Na manifestação, Mendonça contestou críticas relacionadas à publicidade de investigações e ao levantamento de sigilo de procedimentos. Segundo o ministro, a decisão de retirar o sigilo de um procedimento específico foi fundamentada e tomada dentro das atribuições do relator. Ele também afirmou que foram determinadas apurações sobre vazamentos de informações durante a investigação, inclusive após suspeitas envolvendo um servidor da Polícia Federal.
Mendonça também fez críticas à condução da sessão de quarta-feira. De acordo com a nota, o ministro afirmou que houve tentativa de constrangimento, além de insinuações e linguagem que, em sua avaliação, ultrapassaram os limites esperados em um colegiado. Ele defendeu ainda a aprovação de um código de ética específico para o STF, com regras sobre a postura dos ministros dentro e fora da Corte, inclusive em manifestações públicas.
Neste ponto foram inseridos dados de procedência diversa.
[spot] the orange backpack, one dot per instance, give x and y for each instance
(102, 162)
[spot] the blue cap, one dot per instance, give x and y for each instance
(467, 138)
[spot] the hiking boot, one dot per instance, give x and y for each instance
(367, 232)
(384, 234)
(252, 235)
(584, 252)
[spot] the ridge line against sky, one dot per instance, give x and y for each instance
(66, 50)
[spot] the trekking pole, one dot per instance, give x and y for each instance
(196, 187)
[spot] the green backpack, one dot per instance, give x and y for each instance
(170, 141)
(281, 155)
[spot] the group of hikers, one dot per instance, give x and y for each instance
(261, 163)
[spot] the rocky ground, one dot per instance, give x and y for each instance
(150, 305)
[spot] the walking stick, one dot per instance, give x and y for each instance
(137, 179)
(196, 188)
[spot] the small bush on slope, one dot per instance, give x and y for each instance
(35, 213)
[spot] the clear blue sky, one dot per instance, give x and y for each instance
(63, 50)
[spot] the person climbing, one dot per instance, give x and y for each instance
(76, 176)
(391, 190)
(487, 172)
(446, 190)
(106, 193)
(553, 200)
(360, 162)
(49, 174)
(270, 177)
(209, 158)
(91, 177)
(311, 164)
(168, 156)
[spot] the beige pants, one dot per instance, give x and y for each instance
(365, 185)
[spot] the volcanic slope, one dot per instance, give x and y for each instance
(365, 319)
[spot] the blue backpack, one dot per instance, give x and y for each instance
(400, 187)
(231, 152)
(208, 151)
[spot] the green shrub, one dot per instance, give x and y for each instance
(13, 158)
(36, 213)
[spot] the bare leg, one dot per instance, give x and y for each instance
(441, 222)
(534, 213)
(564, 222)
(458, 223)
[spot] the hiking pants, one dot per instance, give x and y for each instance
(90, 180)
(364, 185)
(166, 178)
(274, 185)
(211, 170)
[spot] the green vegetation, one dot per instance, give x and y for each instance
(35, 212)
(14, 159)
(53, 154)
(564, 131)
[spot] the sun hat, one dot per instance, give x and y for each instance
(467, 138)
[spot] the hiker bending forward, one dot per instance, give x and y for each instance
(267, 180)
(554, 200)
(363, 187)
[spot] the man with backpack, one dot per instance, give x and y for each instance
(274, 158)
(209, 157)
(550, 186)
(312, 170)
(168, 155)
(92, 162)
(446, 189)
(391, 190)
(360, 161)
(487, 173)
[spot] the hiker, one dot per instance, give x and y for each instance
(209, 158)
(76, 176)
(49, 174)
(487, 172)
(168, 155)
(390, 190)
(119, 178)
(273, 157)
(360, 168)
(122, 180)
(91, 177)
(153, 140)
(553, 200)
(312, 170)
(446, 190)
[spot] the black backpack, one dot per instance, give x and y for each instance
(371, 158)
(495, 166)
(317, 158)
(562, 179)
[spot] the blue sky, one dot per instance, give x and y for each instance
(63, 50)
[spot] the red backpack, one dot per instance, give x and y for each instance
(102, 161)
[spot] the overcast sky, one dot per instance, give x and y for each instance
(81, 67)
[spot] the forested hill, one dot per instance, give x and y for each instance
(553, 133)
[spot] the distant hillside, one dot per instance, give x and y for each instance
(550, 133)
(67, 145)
Outro ponto citado por Mendonça foi a Lei Orgânica da Magistratura Nacional (Loman), que, segundo ele, impede magistrados de manifestarem opinião sobre processos em andamento. O ministro afirmou que a divergência é parte do funcionamento de um tribunal colegiado, mas defendeu que os debates ocorram com respeito às instituições. A manifestação foi publicada em resposta direta à publicação de Gilmar Mendes e ocorre em meio às discussões recentes entre integrantes do STF sobre investigações, divulgação de informações e conduta dos ministros.